We were all in good spirits, strolling over the muddy ground, when all at once Zarina pointed up and into the clear night sky.
"Look, an angel is descending!" she exclaimed excitedly.
We all looked to where her outstretched hand pointed. A round light glowed in the night sky, glaring yellowish and shining strangely cold.
"It's singing! At Christmas! The Lord puts our feast under his sign!" Zarina cried.
We stopped and listened into the silence of the night. At first, I could hear nothing, at first, everything remained quiet, and only the distant beating of axes and the rustling of the wind in the treetops were audible.
But then, there in the wind, I could hear it, briefly but clearly. It was a kind of melodic whisper, joyful, yet also strange and otherworldly. It was heard only very briefly, and soon died away as the glow flew out of sight and disappeared somewhere far away.
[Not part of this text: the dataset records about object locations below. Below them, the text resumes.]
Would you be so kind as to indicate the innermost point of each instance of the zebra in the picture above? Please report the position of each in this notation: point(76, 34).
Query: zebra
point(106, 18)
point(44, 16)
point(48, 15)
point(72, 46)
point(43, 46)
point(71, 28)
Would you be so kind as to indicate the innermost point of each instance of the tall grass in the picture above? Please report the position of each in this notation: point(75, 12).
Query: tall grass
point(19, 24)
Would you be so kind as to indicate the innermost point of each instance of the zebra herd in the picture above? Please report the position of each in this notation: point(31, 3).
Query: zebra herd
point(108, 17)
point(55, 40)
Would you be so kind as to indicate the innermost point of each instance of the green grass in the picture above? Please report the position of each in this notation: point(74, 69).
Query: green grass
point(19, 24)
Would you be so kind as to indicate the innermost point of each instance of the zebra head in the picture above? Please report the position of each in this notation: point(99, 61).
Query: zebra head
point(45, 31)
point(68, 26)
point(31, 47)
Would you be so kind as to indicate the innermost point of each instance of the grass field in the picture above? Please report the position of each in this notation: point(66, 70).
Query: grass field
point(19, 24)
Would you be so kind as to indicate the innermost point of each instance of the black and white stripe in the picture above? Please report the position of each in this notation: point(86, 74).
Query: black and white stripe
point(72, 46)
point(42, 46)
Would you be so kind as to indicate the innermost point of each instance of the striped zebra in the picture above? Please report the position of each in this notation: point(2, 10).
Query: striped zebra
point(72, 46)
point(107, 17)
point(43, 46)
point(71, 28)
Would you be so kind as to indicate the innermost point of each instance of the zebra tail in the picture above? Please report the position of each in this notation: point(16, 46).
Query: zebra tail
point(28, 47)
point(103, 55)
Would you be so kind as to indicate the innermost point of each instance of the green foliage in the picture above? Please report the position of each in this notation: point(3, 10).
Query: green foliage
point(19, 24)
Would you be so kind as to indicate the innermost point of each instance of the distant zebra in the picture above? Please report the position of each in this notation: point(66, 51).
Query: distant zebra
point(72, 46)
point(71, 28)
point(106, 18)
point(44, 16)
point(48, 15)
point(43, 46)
"Let's go find the angel! Let's..." Zarina cried, continuing excitedly, but I interrupted her.
"We have to get the wood. We can report back to the village later, if it hasn't already been noticed there too," I said.
"You heard the singing! Surely that was an angel. Shall we leave it there? It may have gotten hurt, it must have hit something!" Sasha murmured.
Sasha was my oldest friend and one of the boys who worked on the fields. He had always been very caring and had always tried to help where he could. His parents were long dead and the old lady who had raised him was no longer around, either. So, he struggled along, working the fields, but the rest of us looked out for him.
"Shouldn't we go and look for it, Ilya?", Sasha continued to urge me anxiously.
We thought about it for a long time but decided to leave the decision to the others in the village. Trusting the Lord to guide our actions, we quickly moved on in the direction of the woodcutters to complete our task.
We were not the only ones who had seen the glow. When we returned to the village square loaded with logs, everyone was in great excitement and full of joy that the Lord had sent us this sign of His greatness. Not everyone agreed whether it was an angel or a return of the poinsettia that had been witnessed, but everyone was sure that the Lord had sent us encouragement. So, we celebrated our first Christmas full of joy and pleasure, with good food, dancing and singing, full of happiness and under the protection of the Almighty Lord. I will always think back to those days, always keep in my heart how I glimpsed a part of the Lord in the sky.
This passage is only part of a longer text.